Word has it that Flipboard is working on its next major release, though the company is keeping the details under wraps. But if we had to speculate, there might be a push toward more monetization, not only for advertisers but for users, as well as the inclusion of more sources of curation to help tell the whole story about a particular story, topic, or issue.
While there’s cause for celebration when a company gets more than a billion users, McCue doesn’t subscribe to that kind of thinking, saying that Flipboard is “focused on quality over quantity, class over mass, the world’s high-quality brands versus ‘come one, come all’.” His goal is to have a “solid ecosystem that stands on its own two feet from a cash flow point of view” and one that has a long-term vision to provide an exceptional experience for users and advertisers alike.
McCue stated that although Flipboard raised $50 million in new funding in 2015, efforts are being made to make the company sustainable so it will not need any further outside investment. McCue says that Flipboard’s ads are impactful enough that they sell as a cost per impression (CPM) above traditional mobile rates.
He admits that the company has been thinking about a self-service ad model, but there aren’t any immediate plans to implement it. Among the issues that need to be sorted out are a channel model that allows companies to have an ad, content, or page on Flipboard and provides the right amount of prominence. McCue seeks to emulate how magazines work — after all, it’s a big part of how the product was conceived. However, he wants to avoid random ads being displayed solely through programmatic efforts:
“When you have machines do the bidding, you get Kim Kardashian and diet ads. There’s nothing wrong with that, but that’s not what Flipboard is about. It’s where you come to read about where the future of clean energy is going,” McCue said.

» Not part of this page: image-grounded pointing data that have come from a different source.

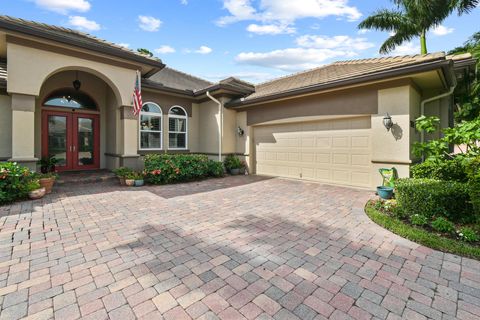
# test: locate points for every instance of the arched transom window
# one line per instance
(177, 128)
(151, 127)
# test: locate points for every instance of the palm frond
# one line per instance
(397, 39)
(384, 20)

Flipboard has also thought about letting users generate some income off its platform, but any plans are very much in the early stages. In an example McCue shared, if you found an awesome camera lens article that you flipped, and someone purchased it on Amazon, you might receive an affiliate fee. But he explained that right now, a lot of Flipboard’s users who curate content aren’t doing it in the hopes of making money. “They’re using it for fun or passion, or they’re building a following, advancing their business, career, or point of view on something that translates back into doing marketing.”
Additional forms of curation could be a part of Flipboard’s product roadmap. McCue hinted that as the battle over video plays out on Snapchat, Facebook, Twitter, and YouTube, it might make sense for live videos to be integrated into Flipboard. “[Video is] growing in importance and a place for brands to participate,” he opined. “All the work that we’ve been doing to articles applies to videos.”

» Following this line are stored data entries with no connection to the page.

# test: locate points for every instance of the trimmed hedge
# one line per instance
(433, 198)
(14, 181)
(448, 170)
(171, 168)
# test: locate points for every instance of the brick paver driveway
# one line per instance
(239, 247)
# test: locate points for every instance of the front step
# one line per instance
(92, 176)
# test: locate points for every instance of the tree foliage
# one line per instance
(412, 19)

Flipboard does support videos now, but as more and more people share content around their interests in real-time, being able to bring that into the spotlight could become increasingly important. “We think we can do a better job surfacing and discovering [that content] while also having a more immersive experience,” McCue claimed.
So while naysayers may argue that Flipboard is doomed, the company is continuing to march forward with McCue’s vision, emboldened in its task of creating a long-term product that lets people share what they’re interested in. You could think of it like a topical Digg or a StumpleUpon but with mobile in mind and an aha! moment for both users and advertisers. McCue believes that Flipboard is in a unique position:
“There are very few platforms at scale that provide premium content and advertising experience on mobile. We’ve been laser-focused on the same thing for the last 5.5 years.”